LLM gateway

Per-capability model routing for Cartographer, Guard, and Trace — molar-managed and BYOK.

LLM gateway

The LLM gateway routes AI workloads to the right model per capability key. Cartographer planners, VLM grounding, export generators, Guard Debugger, and Trace AI features all call through it — never with raw API keys in browser or worker payloads.

Production: hosted gateway behind https://api.molar.it (dashboard API proxy)

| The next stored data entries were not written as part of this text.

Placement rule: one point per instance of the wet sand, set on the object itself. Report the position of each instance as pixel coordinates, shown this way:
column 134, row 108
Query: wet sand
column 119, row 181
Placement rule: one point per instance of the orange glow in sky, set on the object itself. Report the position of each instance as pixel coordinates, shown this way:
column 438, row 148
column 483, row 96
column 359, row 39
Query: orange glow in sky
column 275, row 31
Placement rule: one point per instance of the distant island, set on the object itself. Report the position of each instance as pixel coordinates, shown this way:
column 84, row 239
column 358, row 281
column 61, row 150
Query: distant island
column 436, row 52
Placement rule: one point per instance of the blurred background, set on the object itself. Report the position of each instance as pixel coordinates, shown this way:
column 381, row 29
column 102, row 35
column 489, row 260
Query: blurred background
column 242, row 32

Local dev: http://127.0.0.1:8787

Packages: @molar/llm-core, @molar/llm-gateway

Why a gateway

ConcernHow gateway helps
SecurityWorkers send integration IDs, not plaintext keys (SEC-05)
RoutingDifferent models per capability (planner vs VLM vs embeddings)
MeteringDebugger and LLM-heavy tools bill debugger_tokens_* meters
BYOKOrg-owned provider keys via integration IDs

Capability keys

KeyTypical use
plannerCartographer crawl planning
grounding_tier0DOM / accessibility grounding
grounding_tier1_vlmVision-language grounding
export_generatorPlaywright test export
export_healerHeal broken selectors
passive_ux_vlmUX quality signals
embeddingsSemantic search / clustering
stagehand_plannerStagehand-style act() planning
stagehand_vlmStagehand VLM steps

Routing configuration

Org or run settings carry model_routing — integration IDs only:

{
  "model_routing": {
    "planner": {
      "provider_integration_id": "molar-managed",
      "model": "claude-sonnet-4-5-20251022"
    },
    "grounding_tier1_vlm": {
      "provider_integration_id": "byok-openai-prod",
      "model": "gpt-4o"
    }
  }
}
provider_integration_idMeaning
molar-managedMolar-hosted keys; subject to plan debugger budget and spend cap
byok-*Your stored provider credential — see BYOK

OpenAI-compatible API

The gateway exposes an OpenAI-compatible HTTP API for workers:

  • Cartographer FastAPI / Python workers → MOLAR_LLM_BASE_URL
  • TypeScript services → @molar/llm-core route resolution

Service-to-service auth uses MOLAR_LLM_SERVICE_KEY (not your org PAT).

Browser auth path

Browser sessions never hit the gateway directly:

  1. User session via Better Auth (HttpOnly cookie)
  2. Next.js dashboard API at /api/cartographer/v1/* mints short-lived internal JWT (aud: cartographer-bff)
  3. FastAPI workers call gateway with service key

See Cartographer auth docs for the full dashboard API flow.

Local development

# Gateway
cd molar-platform/apps/llm-gateway && pnpm dev   # :8787

# Cartographer workers
export MOLAR_LLM_BASE_URL=http://localhost:8787
export MOLAR_LLM_SERVICE_KEY=dev-molar-llm-service-key
export BFF_JWT_SECRET=dev-bff-jwt-secret-min-32-characters-long

A full Cartographer self-host stack (docker compose up in the bundle) starts LiteLLM proxy (:4000), LLM gateway (:8787), and workers together.

Dashboard visibility

Settings and health probes surface gateway status:

  • GET /api/v1/llm/metrics — latency and error rates (dashboard services health)
  • Spend against debugger budget on Billing → Usage

Spend caps & errors

StatusMeaning
402 org LLM spend cap exceededHosted-model budget exhausted
FixAdd BYOK integration or raise cap in billing settings

BYOK routes bypass the org hosted spend cap but still count toward your provider bill.